# Alco Century 430



## CarlosVasconcelos (Oct 24, 2011)

Hi Everyone,
As I am new in Canada, I just want to know if CN or CP had Alco Century 430 Locomotives working in their inventory ??
I bought a Tyco HO Alco Century 430 and will now look for a shell for CN or CP.

Regards.
Carlos


----------



## shaygetz (Sep 23, 2007)

There were only 16 ever built in '65-66 and they went as follows; Green Bay & Western, 1, New York Central 10, Reading 2, Alco Demonstrator 3 (later sold to the Seaboard Coast Line Railroad). There are 5 surviving ones today.


----------



## CarlosVasconcelos (Oct 24, 2011)

So I made a bad purchase...lol...!
I will try to find now a HO New York Central Shell for this locomotive....lol.
Thank you Shay


----------



## shaygetz (Sep 23, 2007)

No such thing as a bad model train purchase, just an untimely addition to the fleet...:thumbsup:


----------



## bradimous1 (Mar 3, 2010)

see if you can find a demonstrator shell


----------



## bradimous1 (Mar 3, 2010)

this may be of interest to you as well Carlos

http://www.ho-scaletrains.net/tycobrownboxdiesels/id8.html


----------



## tkruger (Jan 18, 2009)

Did it come with a shell? If so you could paint it as a yard engine. Just black out the name on it and use it for car switching.
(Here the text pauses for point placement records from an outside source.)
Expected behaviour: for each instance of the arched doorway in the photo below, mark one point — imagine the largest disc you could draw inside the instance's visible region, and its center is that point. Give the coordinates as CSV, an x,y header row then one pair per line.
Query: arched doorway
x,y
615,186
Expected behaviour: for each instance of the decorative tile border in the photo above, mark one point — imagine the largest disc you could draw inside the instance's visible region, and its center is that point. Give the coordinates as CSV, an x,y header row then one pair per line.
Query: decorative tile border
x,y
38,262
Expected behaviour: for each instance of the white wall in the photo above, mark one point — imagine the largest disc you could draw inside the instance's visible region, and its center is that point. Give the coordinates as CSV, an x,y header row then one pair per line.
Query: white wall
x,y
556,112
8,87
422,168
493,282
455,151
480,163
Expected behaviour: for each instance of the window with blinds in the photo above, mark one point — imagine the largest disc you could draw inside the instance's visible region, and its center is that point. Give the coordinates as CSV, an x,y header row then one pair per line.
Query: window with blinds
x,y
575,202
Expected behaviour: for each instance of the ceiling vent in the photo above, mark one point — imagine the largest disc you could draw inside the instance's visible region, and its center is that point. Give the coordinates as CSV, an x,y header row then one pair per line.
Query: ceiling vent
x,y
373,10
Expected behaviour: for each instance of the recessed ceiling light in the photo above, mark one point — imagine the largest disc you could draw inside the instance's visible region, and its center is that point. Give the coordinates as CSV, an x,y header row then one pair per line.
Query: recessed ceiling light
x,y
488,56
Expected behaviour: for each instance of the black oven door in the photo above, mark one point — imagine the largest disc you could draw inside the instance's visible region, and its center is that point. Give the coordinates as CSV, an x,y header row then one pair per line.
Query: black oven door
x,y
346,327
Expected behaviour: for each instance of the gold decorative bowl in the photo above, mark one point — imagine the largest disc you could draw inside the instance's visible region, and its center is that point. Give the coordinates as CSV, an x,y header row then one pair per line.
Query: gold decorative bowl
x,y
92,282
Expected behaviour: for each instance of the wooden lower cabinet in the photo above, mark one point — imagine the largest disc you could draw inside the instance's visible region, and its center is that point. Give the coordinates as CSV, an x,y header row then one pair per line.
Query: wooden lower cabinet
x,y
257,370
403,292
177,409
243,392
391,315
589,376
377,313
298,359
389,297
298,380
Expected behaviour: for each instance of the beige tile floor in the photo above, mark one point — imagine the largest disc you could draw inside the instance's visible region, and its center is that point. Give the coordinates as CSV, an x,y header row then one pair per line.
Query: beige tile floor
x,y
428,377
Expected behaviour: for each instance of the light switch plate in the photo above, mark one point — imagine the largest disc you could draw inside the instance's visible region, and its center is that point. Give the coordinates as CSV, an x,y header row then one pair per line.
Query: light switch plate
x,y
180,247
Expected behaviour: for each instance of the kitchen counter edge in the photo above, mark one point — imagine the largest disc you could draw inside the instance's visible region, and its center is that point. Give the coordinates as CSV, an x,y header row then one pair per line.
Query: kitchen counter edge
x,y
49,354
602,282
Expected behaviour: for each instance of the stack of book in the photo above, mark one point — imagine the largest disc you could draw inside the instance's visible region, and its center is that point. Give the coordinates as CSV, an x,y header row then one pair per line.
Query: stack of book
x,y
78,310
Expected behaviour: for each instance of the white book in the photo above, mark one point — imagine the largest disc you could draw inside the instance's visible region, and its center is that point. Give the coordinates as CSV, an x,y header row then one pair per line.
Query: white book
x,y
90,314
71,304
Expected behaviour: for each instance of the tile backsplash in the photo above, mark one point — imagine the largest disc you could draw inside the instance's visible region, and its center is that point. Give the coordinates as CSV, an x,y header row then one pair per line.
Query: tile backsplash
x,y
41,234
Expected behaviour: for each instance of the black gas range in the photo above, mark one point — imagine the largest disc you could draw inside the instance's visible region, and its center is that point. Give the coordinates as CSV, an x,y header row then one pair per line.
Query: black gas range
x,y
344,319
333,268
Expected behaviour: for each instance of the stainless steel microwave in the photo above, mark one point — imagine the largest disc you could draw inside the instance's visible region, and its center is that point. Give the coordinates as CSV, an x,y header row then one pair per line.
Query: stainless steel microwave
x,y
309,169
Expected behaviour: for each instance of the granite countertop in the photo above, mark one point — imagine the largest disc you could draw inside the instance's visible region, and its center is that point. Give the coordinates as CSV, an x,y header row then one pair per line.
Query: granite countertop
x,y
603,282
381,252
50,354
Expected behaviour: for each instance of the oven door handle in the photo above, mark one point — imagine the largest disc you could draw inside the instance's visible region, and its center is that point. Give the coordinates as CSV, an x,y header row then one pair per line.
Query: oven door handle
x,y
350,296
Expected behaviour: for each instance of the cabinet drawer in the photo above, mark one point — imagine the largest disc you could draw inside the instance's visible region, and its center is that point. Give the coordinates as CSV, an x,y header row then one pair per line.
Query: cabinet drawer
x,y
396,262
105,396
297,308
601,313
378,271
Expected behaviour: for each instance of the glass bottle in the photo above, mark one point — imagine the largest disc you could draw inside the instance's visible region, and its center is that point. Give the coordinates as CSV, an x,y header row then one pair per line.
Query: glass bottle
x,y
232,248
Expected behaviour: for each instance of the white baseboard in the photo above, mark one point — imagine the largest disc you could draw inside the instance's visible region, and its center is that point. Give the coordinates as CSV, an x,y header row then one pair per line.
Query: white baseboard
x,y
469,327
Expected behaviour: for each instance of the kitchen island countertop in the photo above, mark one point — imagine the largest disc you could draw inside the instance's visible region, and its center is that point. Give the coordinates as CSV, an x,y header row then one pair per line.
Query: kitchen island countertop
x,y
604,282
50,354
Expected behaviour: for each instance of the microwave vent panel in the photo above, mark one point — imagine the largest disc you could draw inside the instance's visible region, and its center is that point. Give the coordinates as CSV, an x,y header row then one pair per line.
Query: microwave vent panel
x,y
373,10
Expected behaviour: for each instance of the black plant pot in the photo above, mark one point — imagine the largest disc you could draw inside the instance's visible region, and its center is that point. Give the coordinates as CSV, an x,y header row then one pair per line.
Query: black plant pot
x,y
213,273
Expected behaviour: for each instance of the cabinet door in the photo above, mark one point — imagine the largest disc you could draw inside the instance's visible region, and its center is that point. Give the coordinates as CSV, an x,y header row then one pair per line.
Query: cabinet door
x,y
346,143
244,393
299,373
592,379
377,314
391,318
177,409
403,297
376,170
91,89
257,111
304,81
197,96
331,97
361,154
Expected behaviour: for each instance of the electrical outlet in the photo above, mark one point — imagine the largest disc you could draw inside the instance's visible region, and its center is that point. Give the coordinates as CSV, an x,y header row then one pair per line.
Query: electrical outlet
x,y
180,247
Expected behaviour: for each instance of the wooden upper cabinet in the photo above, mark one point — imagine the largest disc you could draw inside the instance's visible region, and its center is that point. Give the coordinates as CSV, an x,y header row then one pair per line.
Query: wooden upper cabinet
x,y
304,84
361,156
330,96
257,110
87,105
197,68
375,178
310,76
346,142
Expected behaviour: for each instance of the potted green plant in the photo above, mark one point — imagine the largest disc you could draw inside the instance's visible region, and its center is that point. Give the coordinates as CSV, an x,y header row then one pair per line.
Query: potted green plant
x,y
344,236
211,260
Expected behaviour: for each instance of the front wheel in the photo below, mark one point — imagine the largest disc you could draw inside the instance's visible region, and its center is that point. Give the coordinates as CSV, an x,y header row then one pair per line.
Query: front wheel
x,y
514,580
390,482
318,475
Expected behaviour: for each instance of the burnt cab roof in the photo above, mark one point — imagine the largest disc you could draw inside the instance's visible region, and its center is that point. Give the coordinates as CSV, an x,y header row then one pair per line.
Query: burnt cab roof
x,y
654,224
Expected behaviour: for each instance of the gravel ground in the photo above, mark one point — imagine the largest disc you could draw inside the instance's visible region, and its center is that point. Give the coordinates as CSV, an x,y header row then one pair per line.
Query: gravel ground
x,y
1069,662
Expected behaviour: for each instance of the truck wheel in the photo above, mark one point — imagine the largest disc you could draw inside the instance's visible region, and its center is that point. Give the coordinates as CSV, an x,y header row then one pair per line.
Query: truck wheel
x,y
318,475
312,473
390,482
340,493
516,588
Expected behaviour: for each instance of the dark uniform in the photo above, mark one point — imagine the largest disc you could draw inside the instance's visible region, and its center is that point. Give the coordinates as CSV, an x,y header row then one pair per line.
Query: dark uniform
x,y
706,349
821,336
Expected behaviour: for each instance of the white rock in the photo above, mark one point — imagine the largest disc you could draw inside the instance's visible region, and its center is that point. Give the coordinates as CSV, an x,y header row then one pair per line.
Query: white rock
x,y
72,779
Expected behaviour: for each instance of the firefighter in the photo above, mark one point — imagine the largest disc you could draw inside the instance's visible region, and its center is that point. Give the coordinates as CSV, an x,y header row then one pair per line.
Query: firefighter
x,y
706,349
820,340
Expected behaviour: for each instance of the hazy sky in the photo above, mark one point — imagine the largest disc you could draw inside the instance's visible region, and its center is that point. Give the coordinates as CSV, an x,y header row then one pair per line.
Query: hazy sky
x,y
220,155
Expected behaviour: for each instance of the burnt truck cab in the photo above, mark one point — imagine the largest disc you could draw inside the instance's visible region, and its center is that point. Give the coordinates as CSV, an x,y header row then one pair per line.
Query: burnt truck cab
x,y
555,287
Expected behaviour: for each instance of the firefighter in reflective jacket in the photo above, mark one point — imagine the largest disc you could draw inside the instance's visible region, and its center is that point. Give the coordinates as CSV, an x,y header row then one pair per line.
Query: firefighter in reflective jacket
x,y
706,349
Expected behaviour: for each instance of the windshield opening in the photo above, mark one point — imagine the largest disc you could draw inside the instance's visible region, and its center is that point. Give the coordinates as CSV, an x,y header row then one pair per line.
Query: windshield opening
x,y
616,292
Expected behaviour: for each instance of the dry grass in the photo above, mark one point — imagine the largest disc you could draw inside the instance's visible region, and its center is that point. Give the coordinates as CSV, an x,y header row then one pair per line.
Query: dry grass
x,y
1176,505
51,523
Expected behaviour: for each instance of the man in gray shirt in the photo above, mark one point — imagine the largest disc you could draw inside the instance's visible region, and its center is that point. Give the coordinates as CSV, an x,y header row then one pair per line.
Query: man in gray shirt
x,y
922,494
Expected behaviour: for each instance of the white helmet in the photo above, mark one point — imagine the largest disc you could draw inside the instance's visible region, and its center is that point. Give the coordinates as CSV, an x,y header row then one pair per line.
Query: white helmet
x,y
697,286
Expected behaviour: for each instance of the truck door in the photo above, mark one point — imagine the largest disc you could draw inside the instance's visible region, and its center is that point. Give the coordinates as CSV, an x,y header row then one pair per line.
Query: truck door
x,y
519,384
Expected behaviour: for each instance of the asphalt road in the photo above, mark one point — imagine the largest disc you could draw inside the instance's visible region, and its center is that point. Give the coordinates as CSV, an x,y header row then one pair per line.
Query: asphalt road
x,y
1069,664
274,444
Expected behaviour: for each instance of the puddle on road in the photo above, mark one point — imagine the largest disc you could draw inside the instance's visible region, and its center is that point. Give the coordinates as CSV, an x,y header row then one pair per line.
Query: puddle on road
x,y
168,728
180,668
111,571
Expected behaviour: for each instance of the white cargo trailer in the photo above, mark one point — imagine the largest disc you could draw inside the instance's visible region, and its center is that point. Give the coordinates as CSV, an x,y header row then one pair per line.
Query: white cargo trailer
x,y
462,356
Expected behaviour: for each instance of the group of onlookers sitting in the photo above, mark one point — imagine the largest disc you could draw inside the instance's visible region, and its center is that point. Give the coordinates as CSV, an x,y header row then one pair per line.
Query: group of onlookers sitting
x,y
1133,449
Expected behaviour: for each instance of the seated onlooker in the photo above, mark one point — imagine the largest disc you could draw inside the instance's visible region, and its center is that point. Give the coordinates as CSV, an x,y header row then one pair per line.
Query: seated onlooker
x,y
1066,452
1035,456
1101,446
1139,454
I did that with an engine that had a store name on the shell.


----------



## CarlosVasconcelos (Oct 24, 2011)

*Alco C 430*

Thank you guys !

I bought the NYSE Susquehanna decal for this locomotive.
I will try to modify this loco...as soon I finish I will publish the pics.

Thank you all for the tips.

Regards
Carlos


----------